Il mistero della notte di Pasqua “affonda le sue radici anche là dove si è consumato il primo fallimento dell’umanità, e si stende lungo i secoli come cammino di riconciliazione e di grazia”. Lo ha detto il Papa nell’omelia della Veglia di Pasqua, presieduta nella basilica di San Pietro. “Dio ha fermato la mano di Abramo, pronto a sacrificare il figlio Isacco, a indicarci che non vuole la nostra morte, ma piuttosto che ci consacriamo ad essere, nelle sue mani, membra vive di una discendenza di salvati”, ha ricordato Leone XIV ripercorrendo le Scritture: “Così pure ci ha invitato a riflettere su come il Signore ha liberato gli Israeliti dalla schiavitù dell’Egitto, facendo del mare, luogo di morte e ostacolo insormontabile, la porta d’ingresso per l’inizio di una vita nuova e libera.

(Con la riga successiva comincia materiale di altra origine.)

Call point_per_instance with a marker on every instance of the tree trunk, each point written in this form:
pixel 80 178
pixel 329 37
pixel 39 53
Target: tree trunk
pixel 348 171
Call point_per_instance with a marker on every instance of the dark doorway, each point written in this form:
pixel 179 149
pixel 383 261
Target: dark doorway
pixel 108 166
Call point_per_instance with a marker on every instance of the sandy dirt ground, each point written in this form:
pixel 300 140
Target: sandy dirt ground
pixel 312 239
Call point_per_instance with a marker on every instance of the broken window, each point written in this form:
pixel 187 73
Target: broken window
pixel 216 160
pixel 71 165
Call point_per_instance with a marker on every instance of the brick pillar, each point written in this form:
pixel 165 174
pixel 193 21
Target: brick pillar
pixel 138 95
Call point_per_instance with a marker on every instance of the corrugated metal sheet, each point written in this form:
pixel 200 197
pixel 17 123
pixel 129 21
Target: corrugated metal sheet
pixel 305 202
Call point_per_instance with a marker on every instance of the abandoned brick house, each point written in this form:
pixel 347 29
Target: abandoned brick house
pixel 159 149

E lo stesso messaggio è tornato come un’eco nelle parole dei Profeti”. “In tutti questi momenti della storia della salvezza abbiamo visto come Dio, alla durezza del peccato che divide e uccide, risponde con la potenza dell’amore che unisce e ridona vita”, ha commentato il Pontefice: “per la Pasqua di Cristo, sepolti insieme a lui nella morte anche noi possiamo camminare in una vita nuova”.